Automated Reverse Engineering Documentation

Automating the First Half of Clean Room Reverse Engineering for GNU/Linux Device Drivers


A device driver is a system component that contains code specific to a particular device (mouse, keyboard, network card, etc). The device drivers are, in general, developed by the device manufacturers or by work teams within the operating system developers (for device drivers that abide to well documented standards, such as keyboards and mice).

A major problem in the acceptance of operating systems based on Free, Libre and Open Source Software is the lack of manufacturer-provided device drivers. Due to this shortcoming, it is usually easier to employ newer devices with closed-source operating systems.

An usual way to solve this conundrum is to resort reverse engineering, a process in which the practitioner will study the device driver provided by the manufacturer in order to get insights about its functioning and then write a similar device driver based on Free Software.

In clean-room reverse engineering, to avoid legal issues, the process of reverse engineering is divided into two independent teams. One team works with the closed-source operating system and the device driver as supplied by the manufacturer. This team generates documentation regarding the data flow between the computer and the device, using special-purpose snooping programs or even special hardware devices. The second team will then use the documentation produced by the first team to write a device driver for a specific Free Software-based operating system. The produced documentation, of course, can be used to produce device drivers for multiple operating systems.

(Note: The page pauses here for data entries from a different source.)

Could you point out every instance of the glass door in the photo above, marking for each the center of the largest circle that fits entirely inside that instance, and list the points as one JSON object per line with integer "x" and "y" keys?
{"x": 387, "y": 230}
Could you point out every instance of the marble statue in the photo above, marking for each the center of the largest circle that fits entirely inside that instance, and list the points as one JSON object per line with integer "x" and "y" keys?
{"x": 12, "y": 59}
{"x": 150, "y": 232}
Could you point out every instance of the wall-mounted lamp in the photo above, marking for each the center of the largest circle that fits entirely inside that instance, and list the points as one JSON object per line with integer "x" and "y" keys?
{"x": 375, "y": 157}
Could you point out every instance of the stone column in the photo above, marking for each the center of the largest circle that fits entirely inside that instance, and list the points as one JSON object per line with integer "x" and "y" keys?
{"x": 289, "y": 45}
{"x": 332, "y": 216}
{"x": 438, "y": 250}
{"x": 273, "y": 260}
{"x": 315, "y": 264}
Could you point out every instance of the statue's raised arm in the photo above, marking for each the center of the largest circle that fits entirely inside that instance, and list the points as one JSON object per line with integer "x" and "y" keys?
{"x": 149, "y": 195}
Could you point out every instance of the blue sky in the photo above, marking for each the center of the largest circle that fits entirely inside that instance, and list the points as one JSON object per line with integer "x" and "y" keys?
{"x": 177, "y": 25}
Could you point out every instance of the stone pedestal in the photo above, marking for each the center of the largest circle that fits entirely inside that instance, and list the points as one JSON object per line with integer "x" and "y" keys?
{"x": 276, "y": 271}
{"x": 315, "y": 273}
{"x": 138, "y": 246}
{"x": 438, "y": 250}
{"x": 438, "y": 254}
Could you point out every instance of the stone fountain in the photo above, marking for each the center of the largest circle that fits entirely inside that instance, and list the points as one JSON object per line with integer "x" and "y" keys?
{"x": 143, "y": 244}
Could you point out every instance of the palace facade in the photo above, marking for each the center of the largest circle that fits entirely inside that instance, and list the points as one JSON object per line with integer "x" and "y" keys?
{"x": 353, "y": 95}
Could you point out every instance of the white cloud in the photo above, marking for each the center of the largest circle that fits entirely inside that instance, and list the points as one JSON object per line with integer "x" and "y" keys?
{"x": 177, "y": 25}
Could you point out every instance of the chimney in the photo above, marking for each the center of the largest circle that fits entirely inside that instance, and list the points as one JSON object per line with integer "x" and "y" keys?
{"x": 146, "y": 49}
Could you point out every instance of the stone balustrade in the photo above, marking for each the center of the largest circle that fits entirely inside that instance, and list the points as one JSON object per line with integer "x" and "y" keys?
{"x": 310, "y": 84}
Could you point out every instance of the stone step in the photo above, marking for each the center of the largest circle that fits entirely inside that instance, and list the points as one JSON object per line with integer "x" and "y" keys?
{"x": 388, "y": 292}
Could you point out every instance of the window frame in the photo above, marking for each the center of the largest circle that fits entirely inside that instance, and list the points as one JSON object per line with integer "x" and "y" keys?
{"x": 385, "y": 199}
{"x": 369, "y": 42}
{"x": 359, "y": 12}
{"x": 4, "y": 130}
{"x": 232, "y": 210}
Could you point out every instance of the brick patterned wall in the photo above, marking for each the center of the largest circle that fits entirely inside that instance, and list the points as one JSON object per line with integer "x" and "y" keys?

In this project, we are looking into the feasibility of automating the first stage of clean-room reverse engineering. We are looking into interacting with the closed-source operating system in an automated manner and analyze the data flow between the device and the computer. We have so far decided to focus on USB-based wireless network devices under GNU/Linux. This combination of devices and operating system are of practical importance due to their widespread availability and somewhat lacking support under the operating system of choice.

In the system we are building, an inference module decides which type of interaction to engage automatically within the closed-source operating system and then records the result of the said interaction as the data flow between the device driver and the physical device. With a collection of such data flows, we seek to infer an explaining model of the functioning of the device driver and then use such model as input to a natural language generation system.




Present: DrDub, Gainlo

Looking at REnouveau.

We should define an input language for the commands sent to the graphics card plus a language for the modifications made to the memory of the device.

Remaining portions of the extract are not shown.